SaaS is Back!! pic.twitter.com/jFqQ6zRz6A
— Jason ✨BeKind✨ Lemkin #ДобісаПутіна (@jasonlk) March 21, 2022
Recently a number of founders have reached out to me about offers to acquire their company from Private Equity firms like Thoma Bravo, Vista, etc. Some offers are more real than others, but there’s an army of associates, principals and vice presidents at top PE firms looking for SaaS companies at $10m-$1000m ARR to acquire. Once you cross $10m-$20m ARR in SaaS, you’ll likely start getting these calls and emails.
M&A isn’t all fun. Yes, you get liquidity. But once you sell it, it’s not yours anymore. You’re not the sole boss, you don’t get to make the decisions. “Bean counters” tell you what to do. And your upside is capped. You can even … lose your sense of purpose and self sometimes.
It turns out though, sometimes, there’s a third path. PE firms in SaaS basically do three types of acquisitions:
- Mash you into a larger portfolio company. Usually, they ask you to stay as a VP or GM, but you’re combined with a larger portfolio company so you can IPO together. Can be intellectually interesting, but again, it’s no longer yours. You can often roll over some of your equity into the combined company, but otherwise, it’s a lot like a Big Tech Co acquisition, really.
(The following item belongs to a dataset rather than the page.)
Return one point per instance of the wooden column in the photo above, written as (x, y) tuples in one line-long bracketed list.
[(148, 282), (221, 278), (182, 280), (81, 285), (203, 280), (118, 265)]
- Bring in outside management and CEO, let founders move on and rest. The big PE shops have a bench of CEOs and execs they can bring in to run any SaaS company. They know some founders get tired and want a true exit, so they can make this very easy on you. For some, this is a great option. It’s less work than being acquired by a Big Tech Co, where they often want or force you to stay for 2-3 more years. You literally can leave the day the deal closes, with cash in hand, and not have to do one more thing.
- Partially cash you out, let you still mostly run the place. Mostly. This is an interesting option and more and more common for SaaS companies at $50m+ ARR. The Big PE firms do have some oversight, and some back-office consolidation. They often streamline or eliminate your marketing and ops teams — which is painful. But they let the founders keep running it, and often, sell about half their stock. So you get a “partial exit”. You get to sell say half now, but roll over the rest and try to IPO or go even bigger. It’s not the same as keeping it all, and having 100% control. But it’s still … muchly yours. At least, it’s more yours than most M&A options.
Now that I’ve seen enough of these deals go down, they certainly aren’t perfect. The PE firms are machines and there to make money. Teams churn, and it’s not the same after. It’s not the same.
And it’s important in these deals to truly understand how the rest of the team will be treated. In some cases, Big Tech Companies take across-the-board retention more seriously, especially the first year after an acquisition And some of your team might much prefer the perks of Big Co life. My CTO from Adobe Sign / EchoSign is now one of the most senior scientists at Adobe, even a decade after our acquisition. It’s worked out incredibly for him.
But the top PE firms in SaaS and Cloud know what they are doing. If you really want to walk away when you sell your company, a PE firm is better than a Tech Co, all other things being equal. PE firms know how to replace you, and won’t make you “rest and vest” or stay any longer than you want. And they often don’t mess around with large escrows, massive indemnities, clawbacks, and other provisions traditional Big Tech Cos. put in place. The deals are so, so much simpler and faster. So much simpler and faster.
And if you want to both go long and sell … PE firms sometimes can deliver some of both. At least, if you’re at scale. Let you still go for that IPO, but have the safety of selling half your stock. Two bites at the apple, sometimes, done right — can be a gift,
Really both those options, in practice, are often more appealing than being acquired by a Big Tech Co.